Sen. Daniel Hemmert, R-Orem, discussing Senate Bill 121 before its final vote on the Senate floor, Salt Lake City, Utah, March 13, 2019 | File photo courtesy of the Utah Legislature, St. George News

ST. GEORGE — A contested bill deregulating part of the realty and title insurance industry passed the Utah Legislature Wednesday and is now on its way to the governor’s desk.

Senate Bill 121, sponsored by Sen. Daniel Hemmert, R-Orem, repeals a decades-old law that blocked mortgage or similar companies from owning a title insurance business.

The bill passed the Utah House Wednesday by a vote of 39-32 with the Senate passing the bill after an amendment making technical changes was added.

The argument for the original law is that by keeping the two businesses separate, or unaffiliated, title insurance agents are able to remain impartial, independent parties who work for the interests of all involved.

Having a title agent whose services are under the same umbrella or affiliations as a mortgage company doesn’t make that agent an impartial party, but rather someone beholden to the parent company, according to opponents, who said the bill could lead to agents cutting corners in favor of the affiliated company versus a home buyer or seller.

As this can bring more people into the mix of buying a home, it can cause closing costs to go up, Brad Griffths, of the Utah Consumer Advocacy Network, previously told St.

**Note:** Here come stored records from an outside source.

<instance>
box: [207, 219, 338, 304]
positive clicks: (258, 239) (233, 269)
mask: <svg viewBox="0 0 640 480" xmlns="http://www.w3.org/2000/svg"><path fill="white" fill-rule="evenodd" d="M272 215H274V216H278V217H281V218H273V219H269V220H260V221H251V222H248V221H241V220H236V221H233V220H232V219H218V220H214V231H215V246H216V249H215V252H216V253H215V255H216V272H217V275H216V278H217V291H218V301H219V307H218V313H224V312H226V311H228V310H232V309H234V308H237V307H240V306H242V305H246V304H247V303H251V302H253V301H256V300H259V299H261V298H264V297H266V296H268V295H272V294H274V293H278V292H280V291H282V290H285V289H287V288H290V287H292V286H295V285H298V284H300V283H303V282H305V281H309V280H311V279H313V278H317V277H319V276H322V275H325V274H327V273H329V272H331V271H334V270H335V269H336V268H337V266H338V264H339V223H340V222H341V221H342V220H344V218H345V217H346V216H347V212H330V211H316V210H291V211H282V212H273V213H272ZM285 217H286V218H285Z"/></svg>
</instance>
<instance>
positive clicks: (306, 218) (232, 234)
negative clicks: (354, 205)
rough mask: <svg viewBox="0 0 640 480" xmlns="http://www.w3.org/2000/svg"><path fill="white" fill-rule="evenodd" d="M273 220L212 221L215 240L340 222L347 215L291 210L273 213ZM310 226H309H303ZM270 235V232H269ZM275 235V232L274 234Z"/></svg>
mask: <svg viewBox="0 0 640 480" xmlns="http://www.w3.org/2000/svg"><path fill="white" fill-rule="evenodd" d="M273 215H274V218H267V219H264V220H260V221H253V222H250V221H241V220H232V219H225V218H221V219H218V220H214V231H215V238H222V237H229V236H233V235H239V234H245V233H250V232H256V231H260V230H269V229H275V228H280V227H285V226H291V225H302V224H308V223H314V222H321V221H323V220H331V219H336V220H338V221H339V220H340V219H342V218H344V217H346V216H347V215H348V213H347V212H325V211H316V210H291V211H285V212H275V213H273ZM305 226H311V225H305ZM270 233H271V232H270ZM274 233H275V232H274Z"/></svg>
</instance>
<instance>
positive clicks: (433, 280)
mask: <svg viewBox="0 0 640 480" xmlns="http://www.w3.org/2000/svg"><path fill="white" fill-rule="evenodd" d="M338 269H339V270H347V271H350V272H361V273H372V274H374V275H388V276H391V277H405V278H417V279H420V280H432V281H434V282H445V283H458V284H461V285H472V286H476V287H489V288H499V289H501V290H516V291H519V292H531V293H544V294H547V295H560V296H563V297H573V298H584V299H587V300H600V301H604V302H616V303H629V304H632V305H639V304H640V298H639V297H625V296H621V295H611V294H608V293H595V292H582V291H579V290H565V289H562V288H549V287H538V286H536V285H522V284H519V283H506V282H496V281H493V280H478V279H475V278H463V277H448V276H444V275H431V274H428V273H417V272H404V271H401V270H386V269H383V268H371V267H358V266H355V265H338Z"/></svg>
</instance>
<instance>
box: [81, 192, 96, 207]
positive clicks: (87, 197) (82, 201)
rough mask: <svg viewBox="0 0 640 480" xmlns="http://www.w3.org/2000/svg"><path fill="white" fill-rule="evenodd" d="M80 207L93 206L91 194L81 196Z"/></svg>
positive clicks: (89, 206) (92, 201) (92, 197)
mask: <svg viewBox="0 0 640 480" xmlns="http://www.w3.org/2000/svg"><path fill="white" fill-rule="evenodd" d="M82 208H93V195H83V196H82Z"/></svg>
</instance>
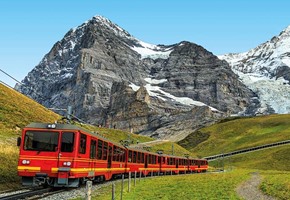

George News and a Senate committee before that.

Those cost can also go up due to kickbacks for referrals that realty agents send to the affiliated business, Griffiths said, adding that those kickbacks are often covered under the umbrella of profit sharing.

He has also said that affiliated-business arrangement or not as transparent in their dealings as they should be and can result in industry monopolization instead of competition.

Read more: Consumer advocate: Bill would increase costs of buying a home in Utah

Looking at the close House vote, Griffiths said Wednesday his group “was clearly having an impact,” but simply ran out of time. If they were able to argue their point a day or two more, the bill might have been defeated.

However, Hemmert, along with the Utah Land Title Association, said consumers favor a one-stop shopping arrangement that the repeal of the old law would provide.

Jeremy Larkin, a realtor with Keller Williams Realty, and supporter of SB 121, said a problem consumers face is having to deal with different businesses when buying a home. He contrasted that experience with buying a car, which can generally be done at the same location.

“(SB 121) streamlines the process,” Larkin said. “We want to make it easier for people to buy and sell a home.”

Allowing title companies to be under the same umbrella as mortgage and realty companies will also provide an advantage when dealing with online services that are challenging traditional brick-and-mortar companies, Larkin said.

While Hemmert’s bill would have just repealed the current anti-affiliated business arrangements law at first, it met heavy resistance from the Utah Lands Title Association and other title and mortgage groups. That changed after meeting with the title association and others.

A compromise bill that won the title association’s support as it repealed the old law and replaces it with the federal Real Estate Settlement Procedures Act.

“RESPA protects the consumer every way from here to Tuesday,” Larkin said.

Under SB 121, title companies with affiliated-business arrangements will be regulated by the Utah Department of Real Estate. They are also to file reports as who owns the company and what its affiliations are, as well as report the percentage of revenue that comes from nonaffiliated business.

Legislators representing Southern Utah who voted in favor of the bill were Sens. Evan Vickers, Don Ipson, David Hinkins and Ralph Okerlund.

Those who voted against it were Reps. Walt Brooks, Brad Last, Phil Lyman, Merrill Nelson, Rex Shipp and Lowry Snow.

Rep. Travis Seegmiller was absent for the House vote.